If it appears that the previous communications were insufficiently reasoned or incomplete, or if the applicant has filed amendments and/or arguments since the previous communication, the examiner should carefully consider Art. 113(1) EPC before issuing a refusal. A further communication may have to be issued with sufficient reasoning, unless oral proceedings are to be held (see Guidelines C-V, 15.4).
Under Art. 113(1) EPC, the decisions of the EPO may only be based on grounds or evidence on which the parties concerned have had an opportunity to present their comments.
In T 645/11 the board stated that Art. 113(1) EPC 1973 guarantees that proceedings before the EPO will be conducted openly and fairly (see J 20/85, OJ 1987, 102, point 4(a) of the Reasons; J 3/90, OJ 1991, 550). The right to be heard ensures that the parties to proceedings are not taken by surprise by grounds mentioned in an adverse decision (see decisions T 669/90, OJ 1992, 739 and T 892/92, OJ 1994, 664, for example). That requires, firstly, that a party be given an opportunity to comment on the grounds and evidence alleged against it. In particular, it means that if a decision to refuse is taken on the basis of grounds which have not previously been presented to the applicant, then the decision does not comply with the provisions of Art. 113(1) EPC 1973. It is not sufficient that the applicant be presented with an assertion that the application fails to comply with some provision of the EPC. There must also be an explanation of why it fails to comply. The right to be heard also requires the deciding instance demonstrably to hear and consider any relevant comments (T 763/04, or T 246/08).

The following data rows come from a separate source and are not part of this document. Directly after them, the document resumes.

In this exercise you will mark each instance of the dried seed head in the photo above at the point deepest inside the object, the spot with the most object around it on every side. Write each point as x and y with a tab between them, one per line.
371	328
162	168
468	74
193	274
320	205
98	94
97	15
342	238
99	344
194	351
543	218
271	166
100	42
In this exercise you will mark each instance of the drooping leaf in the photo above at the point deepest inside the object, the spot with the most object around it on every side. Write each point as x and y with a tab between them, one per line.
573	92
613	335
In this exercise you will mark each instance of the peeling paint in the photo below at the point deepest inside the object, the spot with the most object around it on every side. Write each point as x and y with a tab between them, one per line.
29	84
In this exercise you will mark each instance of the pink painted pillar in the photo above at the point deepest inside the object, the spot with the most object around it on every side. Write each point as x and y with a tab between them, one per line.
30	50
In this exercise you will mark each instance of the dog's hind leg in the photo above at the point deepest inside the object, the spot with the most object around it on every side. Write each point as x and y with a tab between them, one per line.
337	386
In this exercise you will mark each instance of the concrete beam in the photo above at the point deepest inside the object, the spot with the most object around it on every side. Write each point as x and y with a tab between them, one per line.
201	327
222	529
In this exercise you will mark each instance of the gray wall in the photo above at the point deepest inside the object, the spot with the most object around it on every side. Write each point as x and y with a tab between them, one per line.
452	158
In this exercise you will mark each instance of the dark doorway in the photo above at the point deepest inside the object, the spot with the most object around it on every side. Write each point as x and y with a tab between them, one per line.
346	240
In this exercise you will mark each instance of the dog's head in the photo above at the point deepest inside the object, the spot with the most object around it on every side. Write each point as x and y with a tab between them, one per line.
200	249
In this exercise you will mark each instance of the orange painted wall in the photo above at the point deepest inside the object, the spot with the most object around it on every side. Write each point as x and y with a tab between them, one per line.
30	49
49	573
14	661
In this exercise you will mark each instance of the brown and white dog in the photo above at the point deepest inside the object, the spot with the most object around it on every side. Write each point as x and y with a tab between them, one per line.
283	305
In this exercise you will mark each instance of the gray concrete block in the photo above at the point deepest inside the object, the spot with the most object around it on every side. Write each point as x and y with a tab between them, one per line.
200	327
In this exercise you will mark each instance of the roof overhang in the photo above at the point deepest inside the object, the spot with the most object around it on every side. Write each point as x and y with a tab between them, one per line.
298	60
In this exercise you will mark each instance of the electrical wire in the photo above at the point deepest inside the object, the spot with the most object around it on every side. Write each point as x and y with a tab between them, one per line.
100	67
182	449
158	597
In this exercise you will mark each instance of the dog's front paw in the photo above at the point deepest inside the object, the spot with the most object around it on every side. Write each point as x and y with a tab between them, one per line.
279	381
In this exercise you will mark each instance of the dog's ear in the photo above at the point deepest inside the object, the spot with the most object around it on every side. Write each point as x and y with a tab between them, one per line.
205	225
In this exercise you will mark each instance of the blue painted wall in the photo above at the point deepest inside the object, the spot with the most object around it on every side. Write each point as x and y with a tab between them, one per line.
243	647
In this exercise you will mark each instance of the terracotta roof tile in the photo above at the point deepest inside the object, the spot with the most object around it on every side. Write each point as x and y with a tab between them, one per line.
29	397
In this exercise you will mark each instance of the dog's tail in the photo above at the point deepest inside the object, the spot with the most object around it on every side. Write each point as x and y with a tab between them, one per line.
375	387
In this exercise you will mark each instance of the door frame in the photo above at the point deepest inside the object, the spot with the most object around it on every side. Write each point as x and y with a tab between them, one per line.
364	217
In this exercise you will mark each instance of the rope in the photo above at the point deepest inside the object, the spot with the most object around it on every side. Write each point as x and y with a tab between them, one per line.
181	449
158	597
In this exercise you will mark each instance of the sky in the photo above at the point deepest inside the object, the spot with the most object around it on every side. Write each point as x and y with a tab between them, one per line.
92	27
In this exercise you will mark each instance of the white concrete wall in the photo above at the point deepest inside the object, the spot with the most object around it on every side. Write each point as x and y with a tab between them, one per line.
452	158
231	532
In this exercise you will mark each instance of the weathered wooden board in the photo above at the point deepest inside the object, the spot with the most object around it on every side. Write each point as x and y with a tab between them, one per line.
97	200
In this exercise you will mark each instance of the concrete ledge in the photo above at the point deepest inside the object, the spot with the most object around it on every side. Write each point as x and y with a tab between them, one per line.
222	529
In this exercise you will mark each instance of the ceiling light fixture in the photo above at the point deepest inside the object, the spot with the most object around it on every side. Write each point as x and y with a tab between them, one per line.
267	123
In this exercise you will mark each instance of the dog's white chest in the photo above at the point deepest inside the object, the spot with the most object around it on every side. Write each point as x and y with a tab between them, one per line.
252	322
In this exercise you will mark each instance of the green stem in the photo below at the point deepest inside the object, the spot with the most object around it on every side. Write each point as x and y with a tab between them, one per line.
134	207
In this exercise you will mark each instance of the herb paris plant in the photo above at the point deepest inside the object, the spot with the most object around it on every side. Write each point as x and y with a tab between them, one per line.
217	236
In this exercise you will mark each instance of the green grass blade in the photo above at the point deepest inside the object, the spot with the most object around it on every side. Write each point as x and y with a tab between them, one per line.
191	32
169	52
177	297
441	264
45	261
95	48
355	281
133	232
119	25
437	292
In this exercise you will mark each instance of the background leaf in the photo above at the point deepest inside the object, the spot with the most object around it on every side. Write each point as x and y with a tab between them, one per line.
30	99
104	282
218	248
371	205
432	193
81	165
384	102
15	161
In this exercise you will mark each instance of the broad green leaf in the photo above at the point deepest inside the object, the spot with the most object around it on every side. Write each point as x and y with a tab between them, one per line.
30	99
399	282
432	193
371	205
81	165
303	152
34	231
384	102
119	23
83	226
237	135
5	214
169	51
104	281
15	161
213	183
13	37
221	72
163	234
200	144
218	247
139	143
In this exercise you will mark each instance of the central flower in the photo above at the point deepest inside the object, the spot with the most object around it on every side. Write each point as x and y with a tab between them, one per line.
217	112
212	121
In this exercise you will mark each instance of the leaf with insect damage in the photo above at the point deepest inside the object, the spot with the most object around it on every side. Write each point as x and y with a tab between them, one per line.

In T 690/09 the board stated that if a request for amendment is refused, the examining division must inform the applicant of the reasons for not admitting the amendments in order to satisfy the right to be heard according to Art. 113(1) EPC. The applicant will typically be invited to request grant on the basis of a preceding acceptable version of the claim set if such a version exists. Otherwise, if the applicant maintains his request for amendment, the application has to be refused under Art. 97(2) EPC, since there is no text which has been approved by the applicant and allowed by the examining division (see Art. 113(2) EPC 1973, decisions T 647/93, OJ 1995, 132; T 946/96 and T 237/96).
In T 246/08 the board stated that established jurisprudence has interpreted this provision to mean that the comments presented must be considered in the ensuing decision (J 7/82, OJ 1982, 391). Thus a decision which fails to take explicitly into account potentially refutative arguments submitted by a party, i.e. arguments which may militate against or cast doubt on the decision in question, contravenes Art. 113(1) EPC 1973, thereby constituting a substantial procedural violation. In brief, a decision must show that all potentially refutative arguments adduced by a party are actually refutable (see also T 1170/07).
In T 1854/08 the applicant was informed by e-mail that the three newly filed requests were not admitted into the proceedings because they introduced substantial obscurities. The board stated that the applicant had not been given any opportunity to present his comments to overcome the negative position expressed in the e-mail. Contrary to that, he had had to gather from the e-mail that it was no longer possible to convince the examining division. This followed from the fact that the refusal to admit the newly filed request was not presented as a provisional opinion of the division but as a decision which could not be overturned. This contravened Art. 113(1) EPC.